What is Expressiveness in a Computer Language

Anton van Straaten anton at appsolutions.com
Sun Jun 25 14:11:22 EDT 2006


rossberg at ps.uni-sb.de wrote:
>>>In this context, the term "latently-typed language" refers to the
>>>language that a programmer experiences, not to the subset of that
>>>language which is all that we're typically able to formally define.
> 
> 
> That language is not a subset, if at all, it's the other way round, but
> I'd say they are rather incomparable. That is, they are different
> languages.

The "subset" characterization is not important for what I'm saying.  The 
fact that they are different languages is what's important.  If you 
agree about that, then you can at least understand which language I'm 
referring to when I say "latently-typed language".

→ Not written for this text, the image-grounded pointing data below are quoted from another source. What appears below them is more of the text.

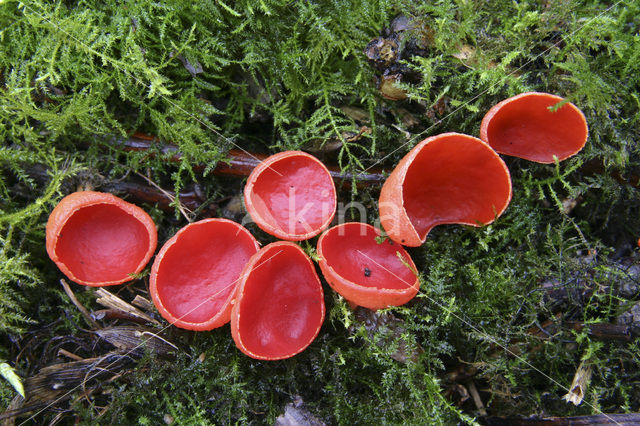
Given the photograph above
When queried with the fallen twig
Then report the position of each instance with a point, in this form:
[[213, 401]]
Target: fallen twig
[[78, 305], [241, 163], [110, 300]]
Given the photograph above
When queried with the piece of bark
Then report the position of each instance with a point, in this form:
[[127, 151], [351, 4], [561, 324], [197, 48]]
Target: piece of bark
[[580, 383]]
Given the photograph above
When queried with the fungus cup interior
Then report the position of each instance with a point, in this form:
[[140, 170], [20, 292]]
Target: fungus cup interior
[[524, 126], [197, 271], [455, 178], [98, 239], [366, 272], [279, 307], [291, 195]]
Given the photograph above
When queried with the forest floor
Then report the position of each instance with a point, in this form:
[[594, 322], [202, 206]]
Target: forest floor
[[152, 101]]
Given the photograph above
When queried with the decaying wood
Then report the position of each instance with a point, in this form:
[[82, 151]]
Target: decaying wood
[[240, 163], [64, 352], [137, 339], [580, 382], [476, 398], [81, 308], [133, 189], [143, 303], [57, 383], [599, 419], [116, 314], [112, 301]]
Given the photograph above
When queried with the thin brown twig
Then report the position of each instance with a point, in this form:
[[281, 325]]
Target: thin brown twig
[[82, 309]]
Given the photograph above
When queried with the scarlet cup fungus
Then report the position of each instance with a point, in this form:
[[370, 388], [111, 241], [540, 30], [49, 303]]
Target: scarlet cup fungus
[[363, 271], [98, 239], [279, 305], [524, 126], [291, 195], [195, 274], [450, 178]]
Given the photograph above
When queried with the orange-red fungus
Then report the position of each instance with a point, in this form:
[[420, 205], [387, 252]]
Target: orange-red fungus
[[291, 195], [98, 239], [450, 178], [524, 126], [366, 272], [195, 274], [279, 306]]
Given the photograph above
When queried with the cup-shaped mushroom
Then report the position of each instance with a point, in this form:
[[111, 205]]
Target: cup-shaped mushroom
[[279, 307], [527, 126], [365, 272], [450, 178], [291, 195], [197, 271], [98, 239]]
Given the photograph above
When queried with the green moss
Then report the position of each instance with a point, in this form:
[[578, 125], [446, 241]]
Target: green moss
[[273, 75]]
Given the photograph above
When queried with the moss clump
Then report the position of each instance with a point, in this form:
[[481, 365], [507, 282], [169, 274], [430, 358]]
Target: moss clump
[[272, 75]]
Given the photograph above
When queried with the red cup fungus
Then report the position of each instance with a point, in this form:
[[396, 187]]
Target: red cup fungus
[[363, 271], [524, 126], [98, 239], [291, 195], [279, 306], [450, 178], [195, 274]]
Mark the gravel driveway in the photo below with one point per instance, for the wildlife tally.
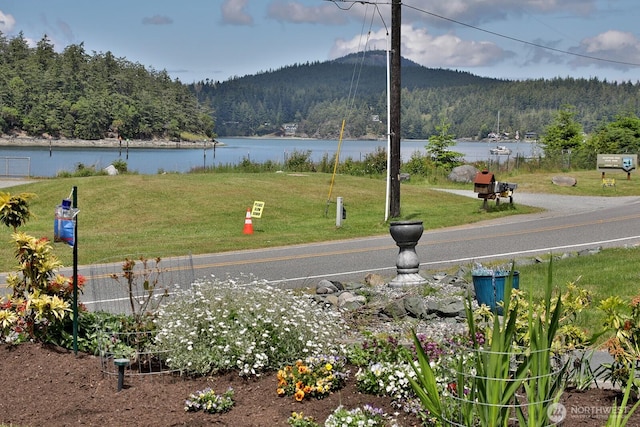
(557, 204)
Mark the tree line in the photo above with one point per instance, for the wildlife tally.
(317, 96)
(74, 94)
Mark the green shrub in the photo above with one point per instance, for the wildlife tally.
(219, 326)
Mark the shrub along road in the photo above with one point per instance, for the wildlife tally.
(572, 224)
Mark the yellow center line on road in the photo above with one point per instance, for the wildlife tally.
(385, 247)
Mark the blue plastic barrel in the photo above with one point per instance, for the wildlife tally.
(490, 289)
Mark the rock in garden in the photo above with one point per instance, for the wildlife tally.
(372, 279)
(351, 301)
(447, 307)
(326, 287)
(395, 310)
(415, 307)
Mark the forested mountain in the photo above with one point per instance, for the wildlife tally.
(76, 95)
(317, 96)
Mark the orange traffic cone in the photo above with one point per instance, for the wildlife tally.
(248, 225)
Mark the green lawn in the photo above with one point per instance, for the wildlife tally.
(178, 214)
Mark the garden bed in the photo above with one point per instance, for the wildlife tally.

Besides, many dynamically-typed languages have no formal models, in 
which case the untyped formal model I've referred to is just a 
speculative construct.  The language I'm referring to with 
"latently-typed language" is the language that programmers are familiar 
with, and work with.

>>That is starting to get a bit too mystical for my tastes.
> 
> 
> I have to agree.
> 
> \sarcasm One step further, and somebody starts calling C a "latently
> memory-safe language", because a real programmer "knows" that his code
> is in a safe subset... And where he is wrong, dynamic memory page
> protection checks will guide him.

That's a pretty apt comparison, and it probably explains how it is that 
the software we all use, which relies so heavily on C, works as well as 
it does.

But the comparison critiques the practice of operating without static 
guarantees, it's not a critique of the terminology.